During my previous check at the Serial1 library source code I noticed that transmitterEnable functionality is actually implemented by software. It is not using the hardware RTS feature of the UART. From the signal analyzer probing, it is obvious that this software implementation is flawed. Since I am interested in a hardware solution, I did not try to fix the library source code, but I did notice at least one race condition not properly handled.

So after reviewing again Teensy’s ARM MK20DX256VLH7 CPU documentation, I found the hardware solution in section 47.3.14, the UART_MODEM configuration register describes how to configure RTS to signal when the UART transmitter is active.

Also this other ARM K20 document describes the hardware pins’ multiple configuration. In chapter 8.1, it lists how the different internal hardware signals can be multiplexed to the external CPU pins. In particular, CPU pins 25, 37, and 61 can be configured as RTS for UART 0. These are CPU pins, not Teensy’s board pins. This schematic shows that only 2 pins in Teensy’s board are available, pin 6 (connects to CPU pin 61) and pin 19 (connects to CPU pin 37). After digging a bit some other code around I found how to program the configuration of a pin, in particular, pin 6 as RTS (ALT3 functionality).

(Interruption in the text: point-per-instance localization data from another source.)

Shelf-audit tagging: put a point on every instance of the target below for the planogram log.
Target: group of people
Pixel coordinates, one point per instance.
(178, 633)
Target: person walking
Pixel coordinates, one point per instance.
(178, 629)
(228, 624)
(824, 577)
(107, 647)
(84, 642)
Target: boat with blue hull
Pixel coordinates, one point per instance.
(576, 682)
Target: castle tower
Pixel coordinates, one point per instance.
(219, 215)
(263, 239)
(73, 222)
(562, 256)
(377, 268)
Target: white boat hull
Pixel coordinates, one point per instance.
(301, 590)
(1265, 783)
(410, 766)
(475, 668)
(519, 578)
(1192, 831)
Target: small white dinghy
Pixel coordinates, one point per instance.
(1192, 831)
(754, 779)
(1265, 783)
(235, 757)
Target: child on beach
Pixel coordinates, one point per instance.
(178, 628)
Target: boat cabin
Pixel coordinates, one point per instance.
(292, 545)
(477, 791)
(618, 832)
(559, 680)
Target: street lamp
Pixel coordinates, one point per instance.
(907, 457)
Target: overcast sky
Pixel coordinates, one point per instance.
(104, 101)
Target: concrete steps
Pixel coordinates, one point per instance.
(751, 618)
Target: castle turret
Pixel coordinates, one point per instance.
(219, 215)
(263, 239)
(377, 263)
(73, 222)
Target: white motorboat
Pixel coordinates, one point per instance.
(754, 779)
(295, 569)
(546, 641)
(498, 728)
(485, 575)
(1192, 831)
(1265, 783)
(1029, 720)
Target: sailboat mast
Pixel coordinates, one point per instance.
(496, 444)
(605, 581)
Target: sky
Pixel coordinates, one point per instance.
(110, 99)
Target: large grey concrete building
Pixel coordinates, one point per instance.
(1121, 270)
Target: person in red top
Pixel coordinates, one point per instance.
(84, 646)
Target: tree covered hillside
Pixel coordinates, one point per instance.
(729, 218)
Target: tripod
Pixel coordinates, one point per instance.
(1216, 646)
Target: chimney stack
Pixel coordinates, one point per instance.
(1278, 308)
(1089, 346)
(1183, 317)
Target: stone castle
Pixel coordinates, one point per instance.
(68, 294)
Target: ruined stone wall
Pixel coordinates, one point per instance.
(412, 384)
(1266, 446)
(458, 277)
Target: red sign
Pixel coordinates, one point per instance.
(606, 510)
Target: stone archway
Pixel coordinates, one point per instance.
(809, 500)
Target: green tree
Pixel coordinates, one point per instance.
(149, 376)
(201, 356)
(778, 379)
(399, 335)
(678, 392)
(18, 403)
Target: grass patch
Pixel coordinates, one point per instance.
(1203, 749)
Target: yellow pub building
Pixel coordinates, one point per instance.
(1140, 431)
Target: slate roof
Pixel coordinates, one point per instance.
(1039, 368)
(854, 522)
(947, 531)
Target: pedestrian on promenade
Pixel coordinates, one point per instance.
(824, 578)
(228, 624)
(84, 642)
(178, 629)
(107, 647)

This is the final version for the setup to use a hardware controlled direction pin, the call to the flawed Serial1.transmitterEnable() library API was removed.

#define UART_TXRTSE (2)
#define UART_TXRTSPOL (4)

void setup() 
{
  Serial1.begin(1000000);
  
  // set receiver buffer threshold for interrupt back to 1.
  uint8_t c2 = UART0_C2;
  UART0_C2 = c2 & ~UART_C2_RE; // disable C2[RE] (receiver enable)
  UART0_RWFIFO = 1;            // set receiver threshold
  UART0_C2 = c2;               // restore C2[RE]

  // enable PIN 6 as hardware transmitter RTS with active HIGH.
  CORE_PIN6_CONFIG = PORT_PCR_MUX(3);
  UART0_MODEM = UART_TXRTSE | UART_TXRTSPOL; 
}
void loop() 
{
  if (Serial1.available())
  {
    uint8_t c = Serial1.read();
    Serial1.write(c);
  }
}

The direction pin works flawlessly and has a more consistent timing:

Teensy Driver Working
Teensy Driver Working Fine

Now I need to shrink this prototype to a circuit board under the Teensy 3.2.

Testing new Dynamixel Driver

As I am using an Odroid-XU3 (and now I’ll be upgrading to an Odroid-XU4) with an USB2AX adapter to interface the Dynamixel MX-28 servos, I am getting annoyed by the USB delay of the adapter.

As the USB2AX is an USB 1.1 device and USB 1.1 has a 1ms time framing for transmitting and receiving data. Any Dynamixel commands takes at lease 2ms which is unacceptable. Even using bulk read and write instructions (which are taking longer time as I connect more servos) I would like to comply to the 8ms control loop in the original DARwIn-OP programming. So I am getting too close to the limit.

Luckily, as described in odroid forum, the Odroid’s UART interface can be setup to the Dynamixel’s bus specifications (8 bit, 1 stop, No Parity) at 1Mbps and all the way up to 3Mbps!!!

So I am working on a driver to implement the Dynamixel’s TTL half-duplex serial interface with just the RX and TX pins from the Odroid (without any control pin to command the half-duplex direction). This way it can be use with simple UARTs such as the one found on the Odroid which do not have a hardware output to signal an active transmission in progress (and I don’t want to use a software controlled gpio to avoid time mismatches).

So far I did a TTL prototype (Odroid’s UART is 1.8V while Dynamixel bus is 5V), but I’ll continue by shrinking this to a micro-controller soon.

TTL servo driver prototype
TTL servo driver prototype

Before this I was working on using an SPI UART to replace the USB2AX, but that is going to the trash now.

Pause 2

Again, after a summer pause I am retaking this DARwIn-OP cloning project.

Right now I am upgrading mi Sherline mill with digital RPM control and replacing the Y thread which was worn-out and it was getting visible in the last cuts.